The Colombian police arrested Dolly Cifuentes Villa, accused of laundering money for the fugitive head of the Sinaloa cartel, Joaquín “Chapo” Guzmán, in a sign of the ties that link Colombian drug-trafficking groups with those of Mexico.
The Colombian police arrested Dolly Cifuentes Villa, accused of laundering money for the fugitive head of the Sinaloa cartel, Joaquín “Chapo” Guzmán, in a sign of the ties that link Colombian drug-trafficking groups with those of Mexico.
Cifuentes, 47 years old, was arrested in Envigado, near the city of Medellín, 220 kilometers northwest of Bogotá, in an operation that had U.S. support.
“She dedicated herself to generating an entire criminal enterprise around El Chapo Guzmán, based especially on the establishment of a spectrum of businesses that operated through straw men to launder assets for the Sinaloa cartel,” explained Gen. Oscar Naranjo, director of the Colombian police.
Cifuentes Villa opened import offices in Colombia, Panama, Mexico, Brazil, and the United States, valued at more than 200 million dollars. Through those offices, Guzmán laundered sums of money in the millions and accumulated abundant wealth in real estate, Naranjo affirmed.

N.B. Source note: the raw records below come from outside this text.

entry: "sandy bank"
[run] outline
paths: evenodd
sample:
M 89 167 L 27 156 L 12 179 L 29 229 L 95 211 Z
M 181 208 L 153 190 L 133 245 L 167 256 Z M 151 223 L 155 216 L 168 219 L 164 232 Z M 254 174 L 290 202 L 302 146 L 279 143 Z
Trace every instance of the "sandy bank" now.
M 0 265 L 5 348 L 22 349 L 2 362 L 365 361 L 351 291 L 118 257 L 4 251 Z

Cifuentes Villa, sought for extradition by the United States, is the sister of Francisco Cifuentes, murdered in 2007, who was the personal pilot of the slain head of the Medellín cartel, Pablo Escobar.
According to the U.S. Drug Enforcement Agency (DEA), other siblings of the detainee partnered with Guzmán and sent 30 tons of cocaine to North America in the last three years.
The Sinaloa cartel has consolidated its position as the dominant drug-trafficking group in Mexico due to its ability to corrupt authorities and the diversification and internationalization of its activities.
In recent years, the Colombian cartels have become partners of and cocaine suppliers to the Mexicans, who now control the business and are waging a bloody war against President Felipe Calderón’s administration.